If you were a relationship, how would you handle this case?
In fact, that would become a standard interview question once Sam reported back to her office (there's no office, really, but I'm trying to supply you, friend, with comfortable metaphors. It's the same thing as when space aliens all can speak English. Everyone understands the writers are just saving money and keeping the story going. Which is what I need to do.).
Some relationships would get them talking. Some might even get them ripping each others' clothes off. And still others would keep them quiet.

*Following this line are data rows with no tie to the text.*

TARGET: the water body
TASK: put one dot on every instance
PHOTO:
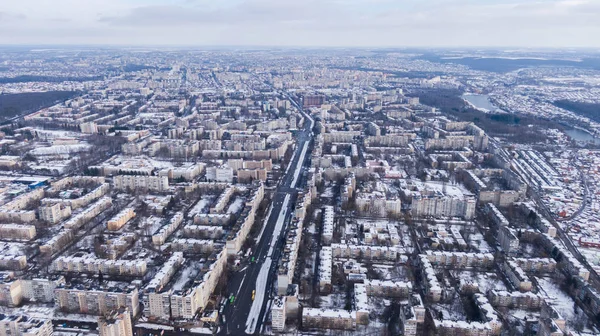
(582, 136)
(481, 102)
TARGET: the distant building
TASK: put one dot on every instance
(89, 128)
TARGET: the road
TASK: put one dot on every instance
(244, 315)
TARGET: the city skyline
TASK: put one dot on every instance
(330, 23)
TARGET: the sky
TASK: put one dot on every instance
(313, 23)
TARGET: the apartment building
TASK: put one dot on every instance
(89, 128)
(509, 240)
(328, 319)
(412, 315)
(21, 325)
(54, 213)
(186, 303)
(377, 205)
(17, 232)
(11, 291)
(119, 220)
(41, 290)
(517, 276)
(328, 218)
(163, 233)
(92, 265)
(433, 287)
(460, 259)
(115, 323)
(278, 313)
(96, 301)
(325, 268)
(13, 262)
(133, 182)
(527, 300)
(219, 174)
(82, 218)
(388, 288)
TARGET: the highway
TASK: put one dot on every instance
(244, 315)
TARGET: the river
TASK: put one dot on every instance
(481, 102)
(583, 136)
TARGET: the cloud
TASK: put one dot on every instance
(310, 22)
(8, 17)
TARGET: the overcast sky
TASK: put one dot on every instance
(531, 23)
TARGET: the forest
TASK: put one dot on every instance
(12, 105)
(589, 110)
(515, 127)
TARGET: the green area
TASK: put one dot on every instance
(518, 128)
(12, 105)
(589, 110)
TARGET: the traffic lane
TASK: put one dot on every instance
(241, 306)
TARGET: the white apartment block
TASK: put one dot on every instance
(219, 174)
(367, 252)
(154, 183)
(278, 313)
(446, 206)
(96, 301)
(325, 268)
(17, 231)
(19, 325)
(328, 218)
(116, 323)
(92, 265)
(54, 213)
(89, 213)
(13, 262)
(433, 287)
(40, 290)
(185, 304)
(165, 273)
(89, 128)
(328, 319)
(460, 259)
(163, 233)
(119, 220)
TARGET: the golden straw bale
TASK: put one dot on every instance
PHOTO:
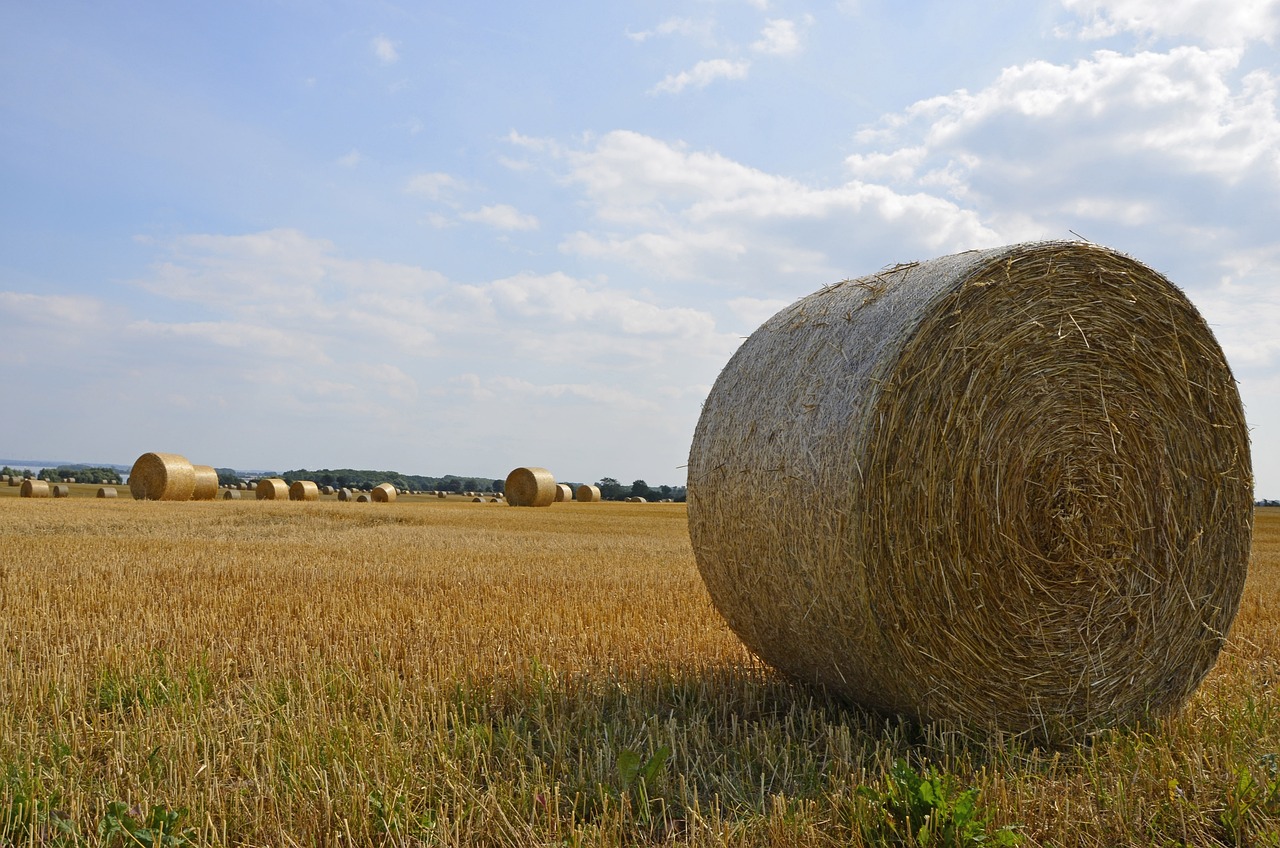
(272, 488)
(163, 477)
(304, 491)
(1009, 487)
(206, 483)
(33, 488)
(530, 487)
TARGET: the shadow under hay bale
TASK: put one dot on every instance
(163, 477)
(272, 488)
(530, 487)
(1009, 487)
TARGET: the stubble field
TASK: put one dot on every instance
(444, 673)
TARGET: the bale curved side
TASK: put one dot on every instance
(1013, 487)
(163, 477)
(304, 491)
(272, 488)
(530, 487)
(206, 483)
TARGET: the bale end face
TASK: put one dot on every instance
(1018, 491)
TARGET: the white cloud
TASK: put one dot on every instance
(502, 217)
(435, 185)
(384, 49)
(702, 76)
(778, 39)
(1212, 22)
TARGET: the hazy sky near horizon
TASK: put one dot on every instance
(465, 237)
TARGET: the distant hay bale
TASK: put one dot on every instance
(163, 477)
(1009, 487)
(206, 483)
(272, 488)
(304, 491)
(33, 488)
(530, 487)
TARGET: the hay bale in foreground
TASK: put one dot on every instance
(1009, 487)
(163, 477)
(530, 487)
(272, 488)
(304, 491)
(33, 488)
(206, 483)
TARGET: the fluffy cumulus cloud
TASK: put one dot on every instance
(1210, 22)
(691, 215)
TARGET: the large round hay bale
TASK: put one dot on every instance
(1009, 487)
(33, 488)
(272, 488)
(206, 483)
(530, 487)
(163, 477)
(304, 491)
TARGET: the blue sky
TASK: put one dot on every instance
(465, 237)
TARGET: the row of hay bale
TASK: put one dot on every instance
(534, 486)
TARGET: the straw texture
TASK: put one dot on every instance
(33, 488)
(206, 483)
(272, 488)
(530, 487)
(163, 477)
(1008, 487)
(304, 491)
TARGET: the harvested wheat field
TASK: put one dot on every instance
(272, 673)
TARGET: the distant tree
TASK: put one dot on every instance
(609, 488)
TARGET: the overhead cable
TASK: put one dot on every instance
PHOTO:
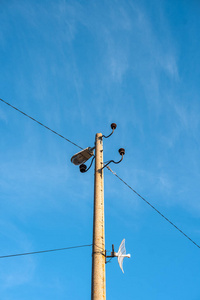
(44, 251)
(40, 123)
(154, 208)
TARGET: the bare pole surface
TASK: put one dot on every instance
(98, 253)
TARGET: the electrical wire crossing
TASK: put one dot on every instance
(41, 123)
(153, 207)
(44, 251)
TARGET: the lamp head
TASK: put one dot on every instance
(82, 156)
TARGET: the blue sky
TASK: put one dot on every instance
(78, 66)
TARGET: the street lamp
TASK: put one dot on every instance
(82, 156)
(98, 252)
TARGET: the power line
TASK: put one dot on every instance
(40, 123)
(44, 251)
(154, 208)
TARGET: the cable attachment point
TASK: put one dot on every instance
(113, 127)
(122, 153)
(83, 168)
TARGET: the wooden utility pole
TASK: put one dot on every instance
(98, 253)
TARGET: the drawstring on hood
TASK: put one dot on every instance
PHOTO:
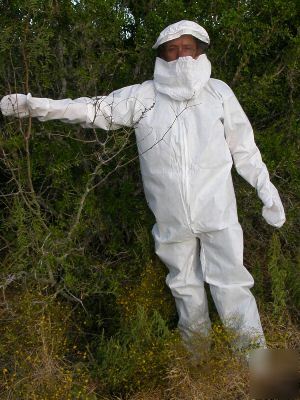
(183, 78)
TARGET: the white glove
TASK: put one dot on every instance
(274, 215)
(15, 105)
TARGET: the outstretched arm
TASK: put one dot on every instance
(106, 112)
(248, 161)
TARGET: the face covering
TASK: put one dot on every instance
(183, 78)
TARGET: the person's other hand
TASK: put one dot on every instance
(15, 105)
(274, 215)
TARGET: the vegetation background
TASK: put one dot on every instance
(85, 313)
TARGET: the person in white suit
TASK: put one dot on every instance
(190, 129)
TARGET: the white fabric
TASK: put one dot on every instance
(229, 281)
(15, 104)
(180, 28)
(183, 78)
(186, 151)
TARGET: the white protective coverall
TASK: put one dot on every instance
(189, 130)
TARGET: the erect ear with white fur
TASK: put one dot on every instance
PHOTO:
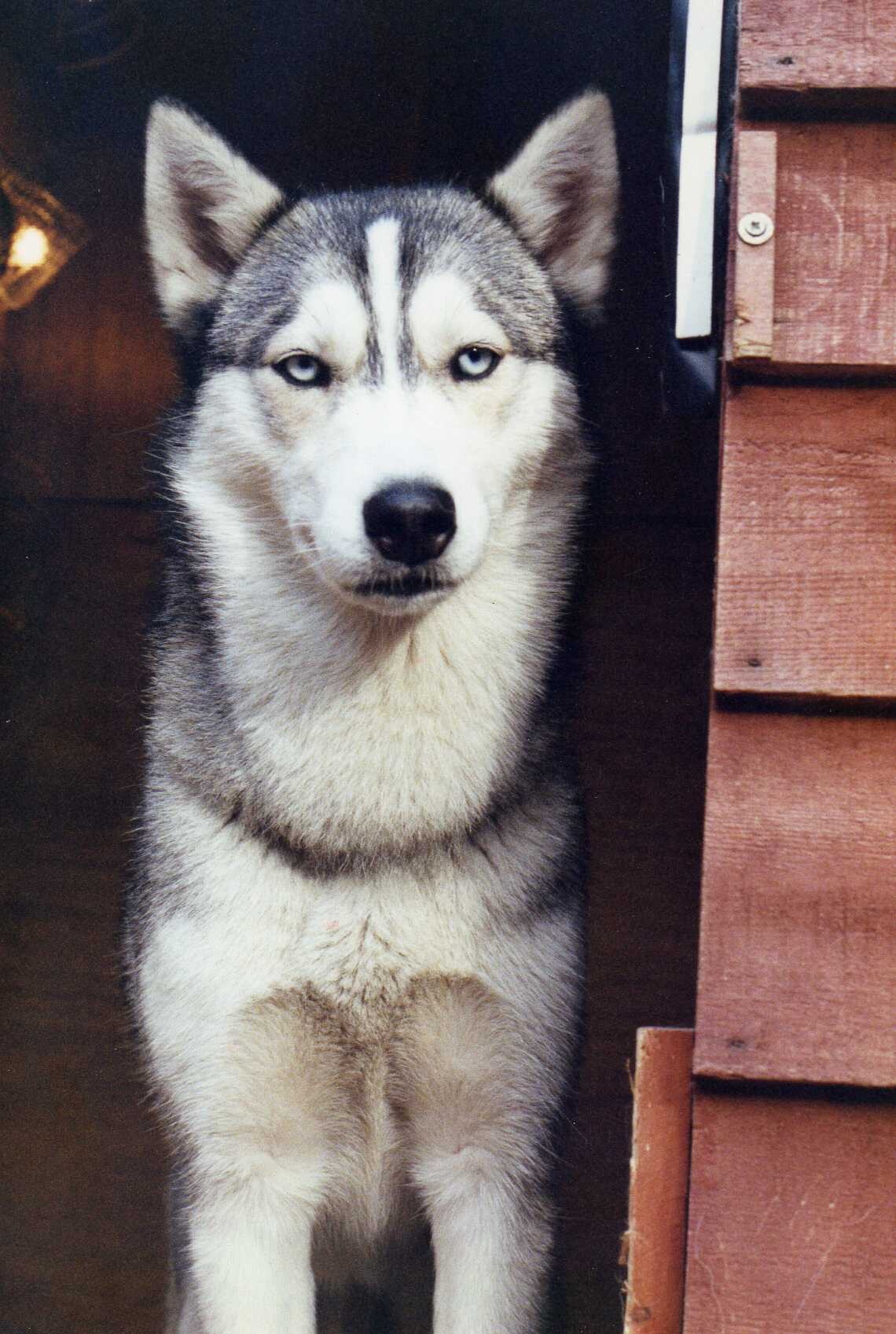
(204, 204)
(562, 191)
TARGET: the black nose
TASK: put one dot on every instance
(409, 522)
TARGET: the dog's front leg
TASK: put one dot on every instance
(248, 1267)
(492, 1249)
(475, 1104)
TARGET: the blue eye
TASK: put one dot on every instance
(474, 362)
(304, 369)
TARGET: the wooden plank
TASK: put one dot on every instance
(644, 625)
(840, 55)
(792, 1215)
(798, 934)
(835, 266)
(806, 589)
(754, 275)
(659, 1182)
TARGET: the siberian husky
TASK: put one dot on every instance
(355, 932)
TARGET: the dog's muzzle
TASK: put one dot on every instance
(409, 522)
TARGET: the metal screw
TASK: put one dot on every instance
(755, 229)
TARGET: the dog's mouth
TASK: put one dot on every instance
(413, 583)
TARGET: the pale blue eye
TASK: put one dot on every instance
(304, 369)
(474, 362)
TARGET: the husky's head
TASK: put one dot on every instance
(384, 367)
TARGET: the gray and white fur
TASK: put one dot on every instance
(355, 928)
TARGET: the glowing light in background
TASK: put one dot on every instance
(28, 248)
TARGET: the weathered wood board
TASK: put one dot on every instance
(798, 968)
(844, 55)
(659, 1182)
(835, 263)
(754, 321)
(806, 587)
(792, 1215)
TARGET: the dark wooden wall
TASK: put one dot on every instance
(332, 95)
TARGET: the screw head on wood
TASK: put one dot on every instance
(755, 229)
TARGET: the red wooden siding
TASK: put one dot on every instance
(792, 1215)
(806, 593)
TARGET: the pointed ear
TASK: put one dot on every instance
(204, 204)
(562, 191)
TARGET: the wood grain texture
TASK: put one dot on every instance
(754, 268)
(792, 1215)
(659, 1182)
(806, 586)
(835, 263)
(843, 55)
(798, 933)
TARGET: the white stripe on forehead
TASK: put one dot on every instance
(386, 290)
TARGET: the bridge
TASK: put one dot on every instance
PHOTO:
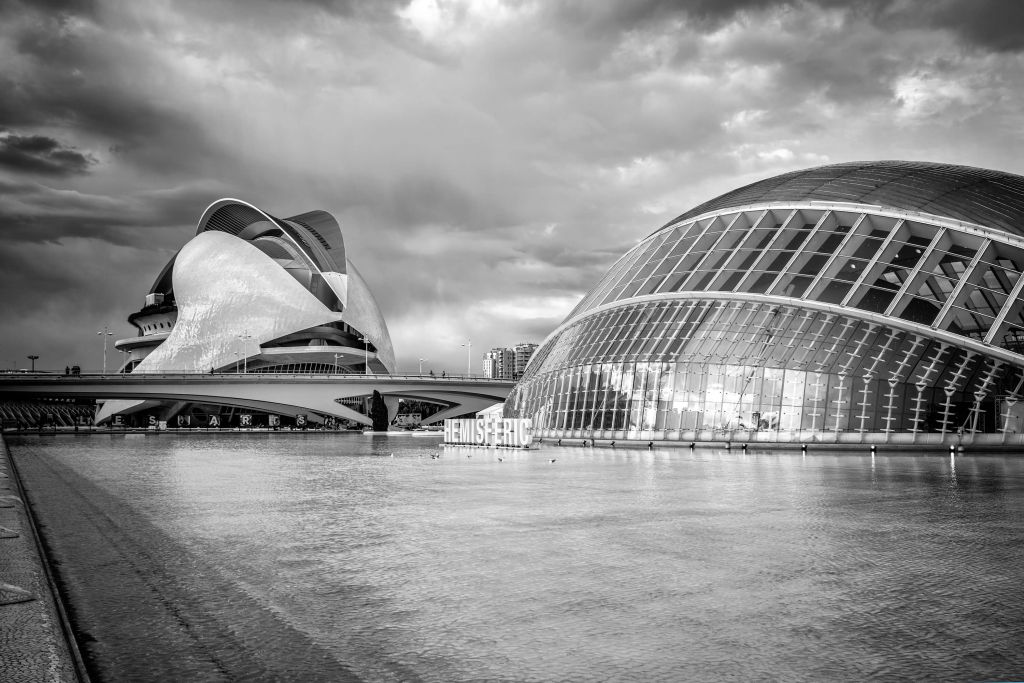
(281, 394)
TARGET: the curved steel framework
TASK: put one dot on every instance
(798, 319)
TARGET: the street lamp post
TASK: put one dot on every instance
(469, 356)
(104, 334)
(366, 353)
(245, 337)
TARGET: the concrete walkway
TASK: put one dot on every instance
(33, 641)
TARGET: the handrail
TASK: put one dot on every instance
(255, 378)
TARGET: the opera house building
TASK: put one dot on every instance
(875, 302)
(252, 293)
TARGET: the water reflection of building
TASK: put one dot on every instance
(843, 303)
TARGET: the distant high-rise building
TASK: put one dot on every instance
(499, 364)
(523, 351)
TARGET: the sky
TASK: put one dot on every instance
(487, 161)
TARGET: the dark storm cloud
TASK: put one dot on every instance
(992, 25)
(38, 154)
(35, 212)
(68, 78)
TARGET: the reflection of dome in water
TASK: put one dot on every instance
(835, 303)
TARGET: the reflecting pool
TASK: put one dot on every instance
(249, 556)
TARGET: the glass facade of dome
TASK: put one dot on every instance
(797, 309)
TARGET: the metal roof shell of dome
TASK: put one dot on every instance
(978, 196)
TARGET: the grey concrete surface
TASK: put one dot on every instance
(33, 646)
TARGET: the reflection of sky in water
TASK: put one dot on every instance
(606, 564)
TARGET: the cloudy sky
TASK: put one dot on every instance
(487, 160)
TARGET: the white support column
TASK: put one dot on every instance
(1013, 302)
(756, 267)
(727, 232)
(786, 271)
(835, 262)
(912, 284)
(968, 280)
(870, 269)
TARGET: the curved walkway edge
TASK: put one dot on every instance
(36, 640)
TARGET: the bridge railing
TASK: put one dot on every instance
(142, 378)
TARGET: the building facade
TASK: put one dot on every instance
(499, 364)
(252, 293)
(862, 302)
(523, 351)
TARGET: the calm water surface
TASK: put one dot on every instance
(605, 564)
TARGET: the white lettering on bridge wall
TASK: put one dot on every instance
(487, 430)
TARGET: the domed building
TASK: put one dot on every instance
(861, 302)
(252, 293)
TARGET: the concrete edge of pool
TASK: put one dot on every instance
(37, 637)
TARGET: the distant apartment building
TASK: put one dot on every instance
(522, 352)
(499, 364)
(508, 364)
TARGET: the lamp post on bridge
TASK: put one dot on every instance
(366, 354)
(469, 356)
(245, 337)
(104, 334)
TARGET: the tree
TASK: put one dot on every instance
(378, 412)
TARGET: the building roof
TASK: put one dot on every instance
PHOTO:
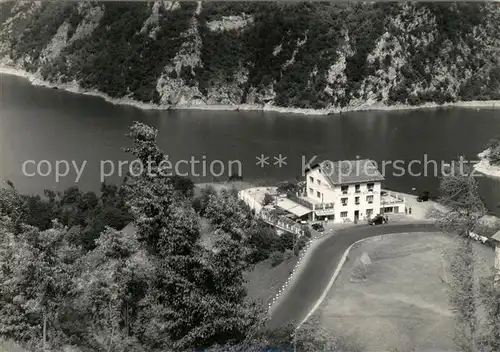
(292, 207)
(349, 171)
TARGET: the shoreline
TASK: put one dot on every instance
(73, 87)
(484, 166)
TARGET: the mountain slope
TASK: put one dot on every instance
(304, 55)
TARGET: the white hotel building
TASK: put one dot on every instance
(347, 191)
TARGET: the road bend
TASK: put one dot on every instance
(305, 290)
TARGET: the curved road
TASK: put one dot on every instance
(313, 279)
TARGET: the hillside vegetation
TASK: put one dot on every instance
(304, 55)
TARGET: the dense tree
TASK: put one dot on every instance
(188, 304)
(461, 214)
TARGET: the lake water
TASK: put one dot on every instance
(46, 124)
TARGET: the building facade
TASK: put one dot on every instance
(348, 191)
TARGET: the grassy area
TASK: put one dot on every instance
(392, 293)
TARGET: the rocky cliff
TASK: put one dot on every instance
(303, 55)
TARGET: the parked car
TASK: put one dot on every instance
(424, 197)
(377, 220)
(318, 227)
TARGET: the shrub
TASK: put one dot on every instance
(288, 254)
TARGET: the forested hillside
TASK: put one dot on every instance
(307, 55)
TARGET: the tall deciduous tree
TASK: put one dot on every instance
(193, 300)
(460, 213)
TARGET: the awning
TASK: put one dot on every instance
(292, 207)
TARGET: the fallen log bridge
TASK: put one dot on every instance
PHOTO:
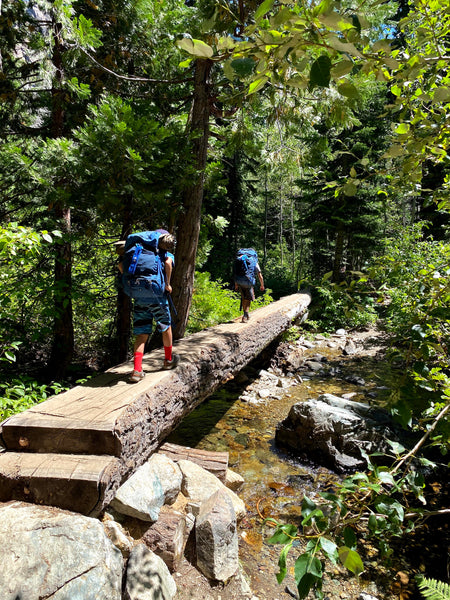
(75, 449)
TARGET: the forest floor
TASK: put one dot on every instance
(256, 579)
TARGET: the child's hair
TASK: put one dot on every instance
(167, 242)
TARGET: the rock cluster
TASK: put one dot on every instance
(135, 549)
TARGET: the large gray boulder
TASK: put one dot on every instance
(198, 485)
(46, 552)
(158, 481)
(216, 537)
(333, 430)
(148, 577)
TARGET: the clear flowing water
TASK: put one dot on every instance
(275, 482)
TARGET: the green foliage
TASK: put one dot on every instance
(375, 504)
(414, 281)
(22, 393)
(349, 304)
(432, 589)
(213, 303)
(22, 281)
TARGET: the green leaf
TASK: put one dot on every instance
(348, 90)
(329, 547)
(243, 66)
(282, 563)
(320, 75)
(263, 9)
(342, 68)
(350, 189)
(441, 94)
(402, 128)
(350, 537)
(351, 560)
(257, 85)
(195, 47)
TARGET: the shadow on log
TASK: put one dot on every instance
(125, 423)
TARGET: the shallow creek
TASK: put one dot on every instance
(237, 420)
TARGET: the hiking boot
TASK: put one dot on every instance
(136, 376)
(171, 364)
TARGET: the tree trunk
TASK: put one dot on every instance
(63, 334)
(189, 222)
(338, 253)
(123, 316)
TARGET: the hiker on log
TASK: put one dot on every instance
(146, 264)
(245, 271)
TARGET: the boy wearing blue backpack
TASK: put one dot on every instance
(146, 270)
(245, 271)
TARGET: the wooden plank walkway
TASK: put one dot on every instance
(74, 450)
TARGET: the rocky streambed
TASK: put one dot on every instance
(243, 419)
(164, 537)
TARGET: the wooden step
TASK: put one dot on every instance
(108, 427)
(78, 483)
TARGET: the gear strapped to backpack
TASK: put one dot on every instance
(244, 266)
(143, 267)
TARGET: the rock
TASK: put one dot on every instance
(167, 537)
(332, 430)
(313, 365)
(148, 578)
(116, 534)
(216, 538)
(169, 475)
(233, 480)
(350, 348)
(295, 358)
(308, 344)
(51, 553)
(143, 494)
(364, 596)
(199, 485)
(355, 379)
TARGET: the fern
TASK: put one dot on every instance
(431, 589)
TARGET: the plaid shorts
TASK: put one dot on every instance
(247, 292)
(144, 314)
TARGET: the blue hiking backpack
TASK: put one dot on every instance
(143, 267)
(244, 266)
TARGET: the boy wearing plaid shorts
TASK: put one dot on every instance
(155, 309)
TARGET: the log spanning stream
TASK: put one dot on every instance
(241, 418)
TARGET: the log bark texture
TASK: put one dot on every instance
(110, 417)
(214, 462)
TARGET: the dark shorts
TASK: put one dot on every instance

Sam decided to keep them guessing.
He introduced a buzzing fly into the elevator. The fly came close to embedding itself in Melinda's hair, then smacked itself against the lighted number 8 above the elevator doors as they were passing that floor. Finally, it swerved back toward Melinda whose hand careened outward and would have ended the fly's embarrassingly short life if Reginald hadn't stuck his hand out and caught the dark insect of fate like a third baseman catching a lazy line drive.
"Kill the damn thing, Boone, if you've got the guts."
"No."
"Coward!"
The elevator doors opened on floor 14. Boone stepped out, keeping the fly casually caged. He turned a classic baleful eye upon Melinda.
"We're going to need this," he said, and headed up the hall.